Further, multi-store is possible with KafkaStorage, so you can easily write to multiple topics and brokers in the same job:

SPLIT member_info INTO early_adopters IF member_id < 1000, others IF member_id >= 1000;
STORE early_adopters INTO 'kafka://my-broker:9092/early_adopters' USING AvroKafkaStorage('$schema');
STORE others INTO 'kafka://my-broker:9092/others' USING AvroKafkaStorage('$schema');

KafkaOutputFormat

KafkaOutputFormat is a Hadoop OutputFormat for publishing data via Kafka. It uses the newer 0.20 mapreduce APIs and simply pushes bytes (i.e., BytesWritable). This is a lower-level method of publishing data, as it allows you to precisely control output.

Here is an example that publishes some input text. With KafkaOutputFormat, the key is a NullWritable and is ignored; only values are published.
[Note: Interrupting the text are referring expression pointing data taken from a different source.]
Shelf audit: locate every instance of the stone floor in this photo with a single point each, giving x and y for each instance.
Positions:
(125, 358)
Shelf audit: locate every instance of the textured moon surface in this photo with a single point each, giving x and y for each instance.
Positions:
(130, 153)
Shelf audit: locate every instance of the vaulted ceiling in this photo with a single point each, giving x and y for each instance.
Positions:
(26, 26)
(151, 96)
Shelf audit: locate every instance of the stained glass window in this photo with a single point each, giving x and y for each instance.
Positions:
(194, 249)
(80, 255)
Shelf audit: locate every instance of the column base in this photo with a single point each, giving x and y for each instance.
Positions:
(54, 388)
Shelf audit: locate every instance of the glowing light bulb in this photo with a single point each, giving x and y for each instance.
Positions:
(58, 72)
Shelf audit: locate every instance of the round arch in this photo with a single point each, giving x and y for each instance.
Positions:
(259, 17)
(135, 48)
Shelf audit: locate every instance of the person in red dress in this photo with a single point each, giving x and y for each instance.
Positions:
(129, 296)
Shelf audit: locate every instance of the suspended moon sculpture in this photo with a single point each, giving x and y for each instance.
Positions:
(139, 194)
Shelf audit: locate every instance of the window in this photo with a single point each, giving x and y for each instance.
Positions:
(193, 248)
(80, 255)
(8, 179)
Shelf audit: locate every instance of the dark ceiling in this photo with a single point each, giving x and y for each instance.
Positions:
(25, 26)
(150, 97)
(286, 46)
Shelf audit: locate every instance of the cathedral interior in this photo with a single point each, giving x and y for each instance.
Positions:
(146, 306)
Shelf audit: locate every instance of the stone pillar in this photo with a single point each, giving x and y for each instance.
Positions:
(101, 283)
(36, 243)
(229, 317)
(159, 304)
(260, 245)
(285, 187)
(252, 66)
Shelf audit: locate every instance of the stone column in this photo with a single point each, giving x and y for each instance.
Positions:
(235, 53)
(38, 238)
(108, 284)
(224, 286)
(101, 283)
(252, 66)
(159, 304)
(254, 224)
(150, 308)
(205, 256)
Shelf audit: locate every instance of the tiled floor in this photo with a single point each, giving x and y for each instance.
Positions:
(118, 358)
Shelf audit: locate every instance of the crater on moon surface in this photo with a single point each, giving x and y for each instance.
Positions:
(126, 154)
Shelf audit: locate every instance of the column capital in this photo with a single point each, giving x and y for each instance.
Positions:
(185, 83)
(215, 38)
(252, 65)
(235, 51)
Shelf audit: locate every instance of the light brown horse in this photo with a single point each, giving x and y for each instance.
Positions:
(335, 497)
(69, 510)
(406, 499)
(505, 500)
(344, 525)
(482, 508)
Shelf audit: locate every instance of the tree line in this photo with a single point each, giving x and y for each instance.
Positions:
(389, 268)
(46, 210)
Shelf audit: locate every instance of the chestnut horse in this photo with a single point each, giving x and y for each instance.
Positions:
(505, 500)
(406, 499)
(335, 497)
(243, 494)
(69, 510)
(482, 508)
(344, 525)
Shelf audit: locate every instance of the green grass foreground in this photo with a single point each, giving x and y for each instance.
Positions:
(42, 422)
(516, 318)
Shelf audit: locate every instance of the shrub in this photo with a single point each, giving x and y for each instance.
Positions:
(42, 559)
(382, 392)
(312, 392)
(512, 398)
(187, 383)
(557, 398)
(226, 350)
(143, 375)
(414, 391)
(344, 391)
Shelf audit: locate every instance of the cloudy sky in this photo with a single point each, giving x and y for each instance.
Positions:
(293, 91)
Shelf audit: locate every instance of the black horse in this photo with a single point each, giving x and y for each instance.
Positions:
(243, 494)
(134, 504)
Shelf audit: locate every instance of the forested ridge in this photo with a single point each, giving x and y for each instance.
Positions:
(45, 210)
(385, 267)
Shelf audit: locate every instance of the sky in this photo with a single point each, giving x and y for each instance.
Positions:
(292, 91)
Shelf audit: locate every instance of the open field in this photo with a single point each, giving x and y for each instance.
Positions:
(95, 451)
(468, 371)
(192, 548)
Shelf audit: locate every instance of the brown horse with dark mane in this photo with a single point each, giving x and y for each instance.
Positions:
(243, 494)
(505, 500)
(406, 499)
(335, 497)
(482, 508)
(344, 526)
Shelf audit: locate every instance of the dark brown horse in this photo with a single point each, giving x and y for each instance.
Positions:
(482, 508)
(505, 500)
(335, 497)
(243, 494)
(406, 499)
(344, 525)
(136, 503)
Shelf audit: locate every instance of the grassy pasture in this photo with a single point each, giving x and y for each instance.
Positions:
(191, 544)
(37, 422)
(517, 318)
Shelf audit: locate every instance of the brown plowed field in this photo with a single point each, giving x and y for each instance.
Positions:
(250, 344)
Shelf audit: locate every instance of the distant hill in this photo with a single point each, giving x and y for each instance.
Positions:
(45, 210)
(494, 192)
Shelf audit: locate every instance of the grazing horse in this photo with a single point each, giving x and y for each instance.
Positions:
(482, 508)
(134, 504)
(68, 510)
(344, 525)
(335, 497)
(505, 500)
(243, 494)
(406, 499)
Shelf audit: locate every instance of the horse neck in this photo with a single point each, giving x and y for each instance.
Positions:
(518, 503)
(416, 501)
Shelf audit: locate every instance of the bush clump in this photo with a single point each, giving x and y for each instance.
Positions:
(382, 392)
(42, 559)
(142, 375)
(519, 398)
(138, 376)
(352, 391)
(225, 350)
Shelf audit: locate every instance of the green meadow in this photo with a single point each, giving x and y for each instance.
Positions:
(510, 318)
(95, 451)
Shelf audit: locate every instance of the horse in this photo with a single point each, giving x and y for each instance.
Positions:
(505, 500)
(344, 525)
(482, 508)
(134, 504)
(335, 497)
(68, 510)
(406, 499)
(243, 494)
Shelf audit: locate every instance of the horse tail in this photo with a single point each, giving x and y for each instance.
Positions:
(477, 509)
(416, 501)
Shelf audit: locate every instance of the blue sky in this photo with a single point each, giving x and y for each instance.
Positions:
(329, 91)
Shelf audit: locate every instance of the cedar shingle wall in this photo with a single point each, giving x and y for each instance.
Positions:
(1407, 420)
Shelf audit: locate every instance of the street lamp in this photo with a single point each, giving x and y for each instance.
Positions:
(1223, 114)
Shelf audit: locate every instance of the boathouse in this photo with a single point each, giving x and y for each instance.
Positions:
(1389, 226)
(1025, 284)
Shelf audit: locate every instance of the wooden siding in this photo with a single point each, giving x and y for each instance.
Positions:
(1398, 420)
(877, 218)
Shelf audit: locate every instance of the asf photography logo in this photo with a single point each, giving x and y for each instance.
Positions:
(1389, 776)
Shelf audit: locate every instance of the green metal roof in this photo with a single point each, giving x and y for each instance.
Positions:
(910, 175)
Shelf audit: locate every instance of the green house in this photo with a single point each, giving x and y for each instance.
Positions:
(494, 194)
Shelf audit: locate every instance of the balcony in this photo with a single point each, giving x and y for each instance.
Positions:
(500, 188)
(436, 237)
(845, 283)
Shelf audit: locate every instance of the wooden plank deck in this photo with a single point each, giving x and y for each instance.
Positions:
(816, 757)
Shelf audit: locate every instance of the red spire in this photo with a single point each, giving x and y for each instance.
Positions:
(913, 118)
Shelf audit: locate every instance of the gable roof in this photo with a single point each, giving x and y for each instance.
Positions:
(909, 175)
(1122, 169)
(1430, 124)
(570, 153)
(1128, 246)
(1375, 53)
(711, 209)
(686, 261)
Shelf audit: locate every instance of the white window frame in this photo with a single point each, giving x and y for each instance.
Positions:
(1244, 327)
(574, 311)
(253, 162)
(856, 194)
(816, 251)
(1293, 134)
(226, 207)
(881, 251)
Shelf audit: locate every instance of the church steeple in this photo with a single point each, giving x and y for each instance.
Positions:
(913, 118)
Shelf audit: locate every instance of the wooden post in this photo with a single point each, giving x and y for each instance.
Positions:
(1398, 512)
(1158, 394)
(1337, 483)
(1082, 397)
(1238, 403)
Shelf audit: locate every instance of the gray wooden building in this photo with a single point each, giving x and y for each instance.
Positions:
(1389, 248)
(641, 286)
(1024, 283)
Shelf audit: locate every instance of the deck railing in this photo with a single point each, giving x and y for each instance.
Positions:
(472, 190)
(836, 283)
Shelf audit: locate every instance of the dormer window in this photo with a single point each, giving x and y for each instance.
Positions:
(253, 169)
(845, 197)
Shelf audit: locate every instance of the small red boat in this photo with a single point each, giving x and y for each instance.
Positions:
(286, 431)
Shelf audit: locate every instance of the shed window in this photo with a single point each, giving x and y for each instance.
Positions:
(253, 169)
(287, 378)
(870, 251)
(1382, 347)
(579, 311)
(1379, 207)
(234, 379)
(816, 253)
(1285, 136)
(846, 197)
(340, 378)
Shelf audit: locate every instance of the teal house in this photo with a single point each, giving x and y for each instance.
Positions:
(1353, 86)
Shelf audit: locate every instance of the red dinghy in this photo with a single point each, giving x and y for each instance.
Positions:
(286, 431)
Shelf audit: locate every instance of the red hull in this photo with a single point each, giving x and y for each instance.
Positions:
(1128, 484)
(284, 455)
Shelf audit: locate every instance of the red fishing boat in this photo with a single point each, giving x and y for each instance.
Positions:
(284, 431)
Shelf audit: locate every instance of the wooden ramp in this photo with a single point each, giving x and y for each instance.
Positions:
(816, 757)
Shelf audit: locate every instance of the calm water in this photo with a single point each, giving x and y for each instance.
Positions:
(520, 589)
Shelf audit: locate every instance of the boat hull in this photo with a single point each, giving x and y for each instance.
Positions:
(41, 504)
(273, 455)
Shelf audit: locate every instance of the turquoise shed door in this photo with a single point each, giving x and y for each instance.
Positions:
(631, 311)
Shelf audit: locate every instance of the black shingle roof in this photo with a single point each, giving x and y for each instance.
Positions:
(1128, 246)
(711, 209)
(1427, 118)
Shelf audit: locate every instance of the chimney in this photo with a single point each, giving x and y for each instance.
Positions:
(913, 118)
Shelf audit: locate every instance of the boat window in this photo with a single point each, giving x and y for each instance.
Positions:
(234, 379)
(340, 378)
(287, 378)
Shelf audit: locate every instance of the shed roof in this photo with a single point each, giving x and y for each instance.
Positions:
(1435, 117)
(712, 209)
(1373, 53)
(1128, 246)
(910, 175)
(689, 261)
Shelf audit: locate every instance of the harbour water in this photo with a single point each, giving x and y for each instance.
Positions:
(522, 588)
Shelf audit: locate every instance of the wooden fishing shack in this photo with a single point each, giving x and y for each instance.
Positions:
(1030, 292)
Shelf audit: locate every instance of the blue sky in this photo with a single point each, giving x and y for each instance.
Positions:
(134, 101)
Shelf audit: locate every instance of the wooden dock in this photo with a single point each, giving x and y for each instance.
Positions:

Speculative execution is turned off by the OutputFormat.

import kafka.bridge.hadoop.KafkaOutputFormat;

import org.apache.hadoop.fs.Path;
import org.apache.hadoop.io.BytesWritable;
import org.apache.hadoop.io.NullWritable;
import org.apache.hadoop.io.Text;
import org.apache.hadoop.mapreduce.Job;
import org.apache.hadoop.mapreduce.Mapper;
import org.apache.hadoop.mapreduce.lib.input.FileInputFormat;
import org.apache.hadoop.mapreduce.lib.input.TextInputFormat;

import java.io.IOException;

public class TextPublisher
{
  public static void main(String[] args) throws Exception
  {
    if (args.length != 2) {
      System.err.println("usage: <input path> <kafka output url>");
      return;
    }

    Job job = new Job();

    job.setJarByClass(TextPublisher.class);
    job.setOutputKeyClass(NullWritable.class);
    job.setOutputValueClass(BytesWritable.class);
    job.setInputFormatClass(TextInputFormat.class);
    job.setOutputFormatClass(KafkaOutputFormat.class);

    job.setMapperClass(TheMapper.class);
    job.setNumReduceTasks(0);

    FileInputFormat.addInputPath(job, new Path(args[0]));
    KafkaOutputFormat.setOutputPath(job, new Path(args[1]));

    if (!job.waitForCompletion(true)) {
      throw new RuntimeException("Job failed!");
    }
  }

  public static class TheMapper extends Mapper<Object, Object, NullWritable, BytesWritable>
  {
    @Override
    protected void map(Object key, Object value, Context context) throws IOException, InterruptedException
    {
      context.write(NullWritable.get(), new BytesWritable(((Text) value).getBytes()));
    }
  }
}

What can I tune?

Normally, you needn't change any of these parameters:

kafka.output.queue_size: Bytes to queue in memory before pushing to the Kafka producer (i.e., the batch size). Default is 1010241024 (10MB).
kafka.output.connect_timeout: Connection timeout in milliseconds (see Kafka producer docs). Default is 30*1000 (30s).
kafka.output.reconnect_timeout: Milliseconds to wait until attempting reconnection (see Kafka producer docs). Default is 1000 (1s).
kafka.output.bufsize: Producer buffer size in bytes (see Kafka producer docs). Default is 64*1024 (64KB).
kafka.output.max_msgsize: Maximum message size in bytes (see Kafka producer docs). Default is 1024*1024 (1MB).

For easier debugging, the above values as well as the Kafka URI (kafka.output.url), the output server (kafka.output.server), the topic (kafka.output.topic), and the schema (kafka.output.schema) are injected into the job's configuration.